THE SECRET FRONT (327 pp.)Wilhelm HoettlPraeger ($3.95)
Any big or little wheel of Nazi Germany who rolls long and far enough can apparently come to rest on the lists of a U.S. publisher. Unregenerate Nazis get there with the rest. Austrian-born Wilhelm Hoettl, 38, qualifies with the very first sentence of his book, The Secret Front: "I do not propose to start by moralizing on my reasons for entering the German Secret Service."
Hoettl, a graduate student in Vienna University when he entered the secret service, rose to the rank of lieutenant colonel and claims to have been a big espionage wheel, but his book and his personal history betray him as more of a pinwheel. In The Secret Front, he twirls about in windy draughts of gossip, secondhand information, hero worship, pure invention and long-fermented spite.
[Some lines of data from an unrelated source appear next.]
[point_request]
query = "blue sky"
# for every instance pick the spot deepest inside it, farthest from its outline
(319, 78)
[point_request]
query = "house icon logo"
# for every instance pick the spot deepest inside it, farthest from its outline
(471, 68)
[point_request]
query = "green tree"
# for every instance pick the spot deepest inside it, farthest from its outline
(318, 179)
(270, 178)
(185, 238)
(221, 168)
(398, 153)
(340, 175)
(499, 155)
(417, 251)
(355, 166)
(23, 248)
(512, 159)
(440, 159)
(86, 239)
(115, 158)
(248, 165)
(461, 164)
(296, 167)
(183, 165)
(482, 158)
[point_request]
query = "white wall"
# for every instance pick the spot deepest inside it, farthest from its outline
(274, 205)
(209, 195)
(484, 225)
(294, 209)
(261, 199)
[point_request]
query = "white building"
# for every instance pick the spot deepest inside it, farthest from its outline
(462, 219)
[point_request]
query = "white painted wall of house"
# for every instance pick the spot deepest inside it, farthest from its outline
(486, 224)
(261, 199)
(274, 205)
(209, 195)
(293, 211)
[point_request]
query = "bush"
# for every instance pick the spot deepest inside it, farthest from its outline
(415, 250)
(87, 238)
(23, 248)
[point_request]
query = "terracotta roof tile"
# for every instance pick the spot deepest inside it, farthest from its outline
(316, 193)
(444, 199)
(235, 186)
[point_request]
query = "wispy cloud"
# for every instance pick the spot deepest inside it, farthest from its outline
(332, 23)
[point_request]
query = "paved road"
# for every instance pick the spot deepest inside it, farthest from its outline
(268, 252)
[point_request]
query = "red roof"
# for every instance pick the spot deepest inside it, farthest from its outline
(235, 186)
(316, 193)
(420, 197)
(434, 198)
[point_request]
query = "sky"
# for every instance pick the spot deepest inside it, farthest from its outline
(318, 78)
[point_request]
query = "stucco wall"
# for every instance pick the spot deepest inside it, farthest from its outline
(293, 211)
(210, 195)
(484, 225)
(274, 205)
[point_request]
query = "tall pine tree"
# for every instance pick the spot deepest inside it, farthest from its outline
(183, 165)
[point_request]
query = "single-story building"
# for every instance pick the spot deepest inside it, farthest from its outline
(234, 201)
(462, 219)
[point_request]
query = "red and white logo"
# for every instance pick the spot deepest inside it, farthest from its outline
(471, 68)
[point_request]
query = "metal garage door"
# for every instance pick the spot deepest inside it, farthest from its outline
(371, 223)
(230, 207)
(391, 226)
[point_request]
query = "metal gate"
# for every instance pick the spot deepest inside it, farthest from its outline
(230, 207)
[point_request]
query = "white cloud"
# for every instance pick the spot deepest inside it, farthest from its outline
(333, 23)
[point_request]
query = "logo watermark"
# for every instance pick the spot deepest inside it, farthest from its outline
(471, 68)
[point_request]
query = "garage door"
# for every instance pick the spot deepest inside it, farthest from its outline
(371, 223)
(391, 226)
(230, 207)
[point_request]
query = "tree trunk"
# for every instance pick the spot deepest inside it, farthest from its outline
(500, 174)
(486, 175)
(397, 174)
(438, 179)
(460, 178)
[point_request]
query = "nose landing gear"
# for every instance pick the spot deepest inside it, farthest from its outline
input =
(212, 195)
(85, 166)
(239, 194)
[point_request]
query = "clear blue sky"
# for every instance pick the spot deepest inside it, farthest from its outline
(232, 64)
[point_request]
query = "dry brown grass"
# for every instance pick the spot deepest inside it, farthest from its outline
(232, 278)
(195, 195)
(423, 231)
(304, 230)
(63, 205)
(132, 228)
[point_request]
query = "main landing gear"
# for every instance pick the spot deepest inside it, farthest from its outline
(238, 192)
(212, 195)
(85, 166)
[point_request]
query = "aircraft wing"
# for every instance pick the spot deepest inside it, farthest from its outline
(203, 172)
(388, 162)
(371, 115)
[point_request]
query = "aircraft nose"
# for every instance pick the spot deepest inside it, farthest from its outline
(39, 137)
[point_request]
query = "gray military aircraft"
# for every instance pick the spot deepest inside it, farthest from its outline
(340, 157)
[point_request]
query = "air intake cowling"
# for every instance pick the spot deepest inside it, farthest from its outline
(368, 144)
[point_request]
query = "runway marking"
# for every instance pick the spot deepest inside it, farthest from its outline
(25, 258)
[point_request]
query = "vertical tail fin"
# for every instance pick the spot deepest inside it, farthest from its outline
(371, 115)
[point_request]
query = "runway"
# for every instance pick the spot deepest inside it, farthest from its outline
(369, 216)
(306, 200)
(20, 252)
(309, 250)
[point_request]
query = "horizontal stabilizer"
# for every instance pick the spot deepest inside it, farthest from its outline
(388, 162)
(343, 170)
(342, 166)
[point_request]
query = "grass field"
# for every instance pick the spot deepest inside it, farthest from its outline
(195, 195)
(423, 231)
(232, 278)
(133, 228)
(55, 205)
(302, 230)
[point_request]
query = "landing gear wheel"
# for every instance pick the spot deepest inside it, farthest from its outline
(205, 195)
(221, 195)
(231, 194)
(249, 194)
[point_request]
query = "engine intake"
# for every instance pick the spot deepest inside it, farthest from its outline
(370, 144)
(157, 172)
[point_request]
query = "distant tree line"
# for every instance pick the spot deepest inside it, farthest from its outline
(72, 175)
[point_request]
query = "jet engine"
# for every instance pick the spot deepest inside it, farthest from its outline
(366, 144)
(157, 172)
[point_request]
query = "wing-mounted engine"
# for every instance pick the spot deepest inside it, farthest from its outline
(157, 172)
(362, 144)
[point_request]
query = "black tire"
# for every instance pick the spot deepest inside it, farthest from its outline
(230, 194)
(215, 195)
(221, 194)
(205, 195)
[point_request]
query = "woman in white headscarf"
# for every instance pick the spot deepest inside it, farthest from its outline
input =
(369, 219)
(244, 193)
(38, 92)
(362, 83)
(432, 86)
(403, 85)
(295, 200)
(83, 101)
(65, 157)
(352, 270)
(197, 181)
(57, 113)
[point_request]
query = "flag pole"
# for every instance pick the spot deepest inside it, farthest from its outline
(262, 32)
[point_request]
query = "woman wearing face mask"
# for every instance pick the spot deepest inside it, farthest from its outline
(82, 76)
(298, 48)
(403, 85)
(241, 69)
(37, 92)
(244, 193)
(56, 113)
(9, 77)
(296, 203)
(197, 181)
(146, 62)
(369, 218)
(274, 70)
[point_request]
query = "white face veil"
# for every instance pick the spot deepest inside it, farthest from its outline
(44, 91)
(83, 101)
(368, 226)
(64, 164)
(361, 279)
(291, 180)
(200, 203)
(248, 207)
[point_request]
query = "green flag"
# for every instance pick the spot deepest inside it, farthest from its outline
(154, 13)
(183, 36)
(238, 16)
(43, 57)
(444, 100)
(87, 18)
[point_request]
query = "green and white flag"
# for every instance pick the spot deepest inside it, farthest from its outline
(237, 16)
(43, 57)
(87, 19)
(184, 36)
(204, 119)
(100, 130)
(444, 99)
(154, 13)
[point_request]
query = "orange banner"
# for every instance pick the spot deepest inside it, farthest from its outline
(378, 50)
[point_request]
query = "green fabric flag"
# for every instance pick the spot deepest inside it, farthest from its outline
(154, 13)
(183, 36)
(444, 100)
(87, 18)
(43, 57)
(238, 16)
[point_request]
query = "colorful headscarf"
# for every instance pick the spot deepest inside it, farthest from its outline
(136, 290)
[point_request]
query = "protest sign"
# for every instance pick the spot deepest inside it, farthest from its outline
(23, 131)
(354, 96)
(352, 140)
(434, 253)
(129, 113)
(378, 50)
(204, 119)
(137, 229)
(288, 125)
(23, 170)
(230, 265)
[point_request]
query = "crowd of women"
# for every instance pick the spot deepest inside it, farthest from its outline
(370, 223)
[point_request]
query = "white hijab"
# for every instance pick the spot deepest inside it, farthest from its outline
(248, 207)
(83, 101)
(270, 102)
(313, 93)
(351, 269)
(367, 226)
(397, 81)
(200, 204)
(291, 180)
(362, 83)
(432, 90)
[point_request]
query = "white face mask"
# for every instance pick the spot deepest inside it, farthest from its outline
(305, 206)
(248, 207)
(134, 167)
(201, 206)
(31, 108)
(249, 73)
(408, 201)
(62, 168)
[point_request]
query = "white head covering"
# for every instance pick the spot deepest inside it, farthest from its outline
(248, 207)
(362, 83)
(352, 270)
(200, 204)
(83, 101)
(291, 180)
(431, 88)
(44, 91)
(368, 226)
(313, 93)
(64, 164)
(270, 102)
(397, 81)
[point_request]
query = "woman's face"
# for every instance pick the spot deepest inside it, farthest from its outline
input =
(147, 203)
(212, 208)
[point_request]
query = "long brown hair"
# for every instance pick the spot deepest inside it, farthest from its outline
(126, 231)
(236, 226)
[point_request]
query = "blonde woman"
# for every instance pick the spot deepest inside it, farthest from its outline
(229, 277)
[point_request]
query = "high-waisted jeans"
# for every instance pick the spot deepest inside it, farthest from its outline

The Fallen Angel. High up on Hoettl's spite list is his chief, Heinrich Himmler, whom he never actually met. Himmler, says Hoettl, was an "extreme mediocrity" who "in all earnestness believed himself to be a reincarnation of the German King Heinrich I." "A disciple of fortune tellers," he never made a move without consulting a team of astrologers and magicians. According to Hoettl, Himmler even hired a batch of professing alchemists and put them to work in the cellar at Gestapo headquarters to make gold. How did this man, "who in normal times would have been put into a nursing home," become the "foremost man after Hitler in the German Reich?" For one thing, says Hoettl, Hitler was "an indifferent judge of men." For another, Himmler was propped up by an evil genius behind the scenes, his henchman Reinhard Heydrich, "the Hangman."
Heydrich fascinates Hoettl, and he compares him to Cesare Borgia. "Both men were imbued with the same complete disregard for all ethical values . . . the same passion for power, the same cold intelligence, the same frigidity of heart, the same systematically calculated ambition, and even the same physical beauty of a fallen angel." Hoettl saddles Fallen Angel Heydrich with a satanic list of deeds. It was Heydrich, according to Hoettl, who worked out the plans for the mass extermination of the Jews and for the stringent Nazi subjugation of Czechoslovakia.* It was Heydrich who planted the idea in Hitler's mind that his old party comrade, Ernst Roehm, was plotting a storm-trooper revolt, and Heydrich himself, says Hoettl, made up the lists of the hundreds who were done away with on June 30, 1934, the "night of the long knives." If Hoettl can be believed, Heydrich achieved his masterpiece when he painstakingly forged a correspondence suggesting that the brilliant chief military strategist of the Russian army, Marshal Tukhachevsky, and high German officers were plotting to overthrow Stalin.